Roberto de Mattei
Centuries pass, circumstances are different, but God does not change, the Catholic Church is the same, and the struggle continues to be that between the two cities that oppose each other in history like two armies. The theology of Christian history assures us that the City of God is always victorious; Our Lady's apparition at Fatima assures us that the historical triumph of the Immaculate Heart is near; the historical and logical analysis of revolutionary dynamism, assures us of the irreversibility of the counter-revolutionary movement. However, those immersed in the struggle miss the great horizon of the battlefield, which sometimes seems shrouded in fog or the shadows of night. There is a risk of losing our way, but more importantly, of losing sight of the ultimate goal of our battles and our path. For the path is long and it is not linear. We advance along winding paths, with wide curves, sometimes the terrain is steep and impassable, sometimes flat, descending then suddenly rising again. Overall, the certain movement is ascending, but not straight. We climb to the top, but passing peaks, skirting chasms and cliffs, through an uneven path. And the enemies that assail us are of all kinds. Such is the history of humanity, such is our life. And when the night of confusion falls, the darkness of chaos, fear assails us.
A French writer of the 1930s, Louis-Ferdinand Céline wrote a novel entitled, Voyage au bout de la nuit (Journey to the End of the Night). In this novel, Céline attributes to an officer of the Swiss Guards, who immolated themselves at the Tuileries in 1793 to defend Louis XVI, a song that says "Notre vie est un voyage / Dans l'Hiver et dans la Nuit / Nous cherchons notre passage / Dans le Ciel où rien ne luit " (Our life is a journey / in Winter and in Night / we seek our passage / in a Sky without light").
This romantic pessimism does not correspond to reality. It is true that we often advance in the darkness of night. But night is always followed by the bright dawn of day. And by day and by night the supernatural light that guides our path never fails.
When we advance through the night, our path is lit by a torchlight, which illuminates our steps, even though it does not allow us to see far ahead or behind. This torch is the grace of the present moment, which through its albeit limited beam of light, allows us not to stumble, not to lose the path, to keep the right direction.
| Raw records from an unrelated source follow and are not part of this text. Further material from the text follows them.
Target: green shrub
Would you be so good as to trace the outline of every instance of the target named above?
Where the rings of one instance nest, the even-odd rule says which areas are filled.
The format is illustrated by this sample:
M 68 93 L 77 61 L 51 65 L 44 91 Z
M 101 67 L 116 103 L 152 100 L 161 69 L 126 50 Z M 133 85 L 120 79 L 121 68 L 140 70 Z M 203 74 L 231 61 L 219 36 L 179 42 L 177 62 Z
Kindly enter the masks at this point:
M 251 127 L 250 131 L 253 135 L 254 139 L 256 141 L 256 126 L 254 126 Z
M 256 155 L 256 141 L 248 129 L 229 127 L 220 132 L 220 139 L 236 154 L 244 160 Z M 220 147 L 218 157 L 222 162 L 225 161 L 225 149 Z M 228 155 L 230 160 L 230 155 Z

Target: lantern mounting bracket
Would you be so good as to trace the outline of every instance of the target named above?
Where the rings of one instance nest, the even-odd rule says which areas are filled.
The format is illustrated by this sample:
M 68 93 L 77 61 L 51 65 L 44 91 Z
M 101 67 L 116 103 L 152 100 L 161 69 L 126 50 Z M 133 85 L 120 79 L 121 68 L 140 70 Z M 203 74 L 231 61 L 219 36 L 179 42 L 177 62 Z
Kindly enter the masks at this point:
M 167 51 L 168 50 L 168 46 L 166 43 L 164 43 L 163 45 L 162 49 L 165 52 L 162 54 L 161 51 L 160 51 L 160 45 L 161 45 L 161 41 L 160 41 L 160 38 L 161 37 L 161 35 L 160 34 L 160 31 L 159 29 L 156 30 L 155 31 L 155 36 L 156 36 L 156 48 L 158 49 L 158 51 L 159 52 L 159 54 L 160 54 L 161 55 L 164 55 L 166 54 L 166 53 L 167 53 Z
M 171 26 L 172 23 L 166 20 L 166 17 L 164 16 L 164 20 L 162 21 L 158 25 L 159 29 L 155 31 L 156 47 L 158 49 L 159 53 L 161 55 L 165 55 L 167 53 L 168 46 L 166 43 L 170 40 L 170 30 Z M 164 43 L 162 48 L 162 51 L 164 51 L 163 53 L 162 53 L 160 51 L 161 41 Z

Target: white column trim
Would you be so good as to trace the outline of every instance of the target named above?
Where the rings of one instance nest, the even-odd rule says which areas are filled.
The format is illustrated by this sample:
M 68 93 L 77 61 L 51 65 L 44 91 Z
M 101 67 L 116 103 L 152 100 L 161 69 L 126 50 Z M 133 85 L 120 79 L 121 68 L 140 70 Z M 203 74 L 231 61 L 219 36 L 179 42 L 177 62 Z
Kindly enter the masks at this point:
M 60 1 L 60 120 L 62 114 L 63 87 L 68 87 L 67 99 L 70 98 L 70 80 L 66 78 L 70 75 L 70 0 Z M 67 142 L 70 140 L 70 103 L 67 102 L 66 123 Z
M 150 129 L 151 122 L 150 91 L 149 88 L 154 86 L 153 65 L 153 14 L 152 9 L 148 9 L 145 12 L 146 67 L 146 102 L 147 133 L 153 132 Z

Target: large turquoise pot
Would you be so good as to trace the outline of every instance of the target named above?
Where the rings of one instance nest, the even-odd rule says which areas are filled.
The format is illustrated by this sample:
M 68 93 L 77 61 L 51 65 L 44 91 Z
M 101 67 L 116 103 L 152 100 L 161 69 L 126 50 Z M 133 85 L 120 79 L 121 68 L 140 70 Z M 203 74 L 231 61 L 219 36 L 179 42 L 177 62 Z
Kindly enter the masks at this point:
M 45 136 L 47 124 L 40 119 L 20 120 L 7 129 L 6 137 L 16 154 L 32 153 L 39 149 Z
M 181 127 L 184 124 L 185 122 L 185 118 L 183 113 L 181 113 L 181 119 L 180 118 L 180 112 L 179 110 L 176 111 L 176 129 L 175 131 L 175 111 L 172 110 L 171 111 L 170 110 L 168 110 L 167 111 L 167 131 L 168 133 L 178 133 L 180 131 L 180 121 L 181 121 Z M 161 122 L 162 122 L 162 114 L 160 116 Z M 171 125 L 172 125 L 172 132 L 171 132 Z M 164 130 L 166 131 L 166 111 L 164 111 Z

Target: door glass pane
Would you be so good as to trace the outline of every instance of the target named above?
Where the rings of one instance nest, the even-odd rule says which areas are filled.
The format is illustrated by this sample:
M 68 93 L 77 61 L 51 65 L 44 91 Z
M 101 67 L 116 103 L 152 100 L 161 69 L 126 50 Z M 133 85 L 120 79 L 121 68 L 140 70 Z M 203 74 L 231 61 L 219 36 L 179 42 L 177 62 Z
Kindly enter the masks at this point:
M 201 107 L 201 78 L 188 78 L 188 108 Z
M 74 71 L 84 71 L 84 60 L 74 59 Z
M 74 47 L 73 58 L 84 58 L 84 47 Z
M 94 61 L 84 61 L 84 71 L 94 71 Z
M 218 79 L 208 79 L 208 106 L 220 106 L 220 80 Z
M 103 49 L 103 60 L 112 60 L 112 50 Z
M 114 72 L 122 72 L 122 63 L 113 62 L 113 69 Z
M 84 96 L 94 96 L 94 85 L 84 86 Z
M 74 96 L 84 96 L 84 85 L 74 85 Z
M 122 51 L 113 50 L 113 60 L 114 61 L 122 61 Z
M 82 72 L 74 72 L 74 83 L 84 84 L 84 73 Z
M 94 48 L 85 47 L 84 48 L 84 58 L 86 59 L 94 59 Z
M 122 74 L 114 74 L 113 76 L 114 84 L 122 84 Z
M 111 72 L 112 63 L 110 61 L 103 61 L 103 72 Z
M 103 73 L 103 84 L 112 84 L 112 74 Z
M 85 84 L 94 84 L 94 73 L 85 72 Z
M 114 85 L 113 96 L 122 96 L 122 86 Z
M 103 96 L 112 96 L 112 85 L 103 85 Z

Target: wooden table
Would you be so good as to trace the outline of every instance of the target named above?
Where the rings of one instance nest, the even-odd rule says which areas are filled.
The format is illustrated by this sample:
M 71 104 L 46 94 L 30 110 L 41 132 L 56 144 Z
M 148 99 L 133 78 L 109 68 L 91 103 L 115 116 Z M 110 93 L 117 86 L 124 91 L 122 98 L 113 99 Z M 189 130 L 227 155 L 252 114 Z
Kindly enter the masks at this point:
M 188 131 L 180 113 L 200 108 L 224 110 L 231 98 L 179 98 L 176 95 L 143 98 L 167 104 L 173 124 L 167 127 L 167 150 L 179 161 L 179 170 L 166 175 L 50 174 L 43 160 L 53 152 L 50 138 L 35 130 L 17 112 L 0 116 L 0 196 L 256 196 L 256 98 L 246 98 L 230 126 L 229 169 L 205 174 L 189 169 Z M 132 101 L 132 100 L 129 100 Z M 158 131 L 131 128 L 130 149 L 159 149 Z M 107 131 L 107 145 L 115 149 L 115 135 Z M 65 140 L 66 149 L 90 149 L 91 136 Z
It is to this grace of the present moment that Our Lord refers when he says, "I will be with you forever, until the end of the world" (Mt, 28-18-20). Every day, no one excluded, but also every moment, because there is not a moment in history or in our lives that is removed from His grace.
The present moment is the one that brings us closest to eternity, because the present moment "is." The past is no more, the future is not yet here, but it is in the being of the present moment that we encounter God, who can be defined as an eternal present, because God is Being by essence.
We will be judged by God in the present moment, which will be that of our death. Our life, knows shadows and lights, highs and lows, or at least the possibility of highs and lows, different peaks, because no one is in more danger of falling than those who aspire to be perfect, but the moment of truth will be that of our death.
Sometimes we think that, then, God will take stock of our lives and judge us according to an arithmetic average. This is not so. The image of the scale is deceptive. Our life will not be judged as a whole, but in a single moment, what we might call the snapshot of death.
If we were to conceive of judgment as a scale in which we weigh the amount of evil or good we have committed, we might make foolish calculations whereby today's sin might be balanced by tomorrow's act of virtue. It is not so. Of course every failure counts, as does every correspondence to grace, because every act has consequences, but not in the sense of an arithmetic average. What really counts is the last moment of our lives, the flash at the finish line, and no one knows what the image will be in that flash of time that will be consigned to eternity. No one knows what is the last grace we will receive and whether we will correspond to that last grace. And no one knows the moment of one's death.
That is why we must live in the present moment. Our life is not a movie, with a happy ending, but a succession of photographic snapshots of the present moment.
Living in the present moment means never becoming discouraged, but living abandoned from moment to moment to Divine Providence, which knows the profound significance of that fleeting moment. By living in the present moment, we exercise the virtue we need most, especially in these days: hope, trust in the final triumph of Mary's Immaculate Heart.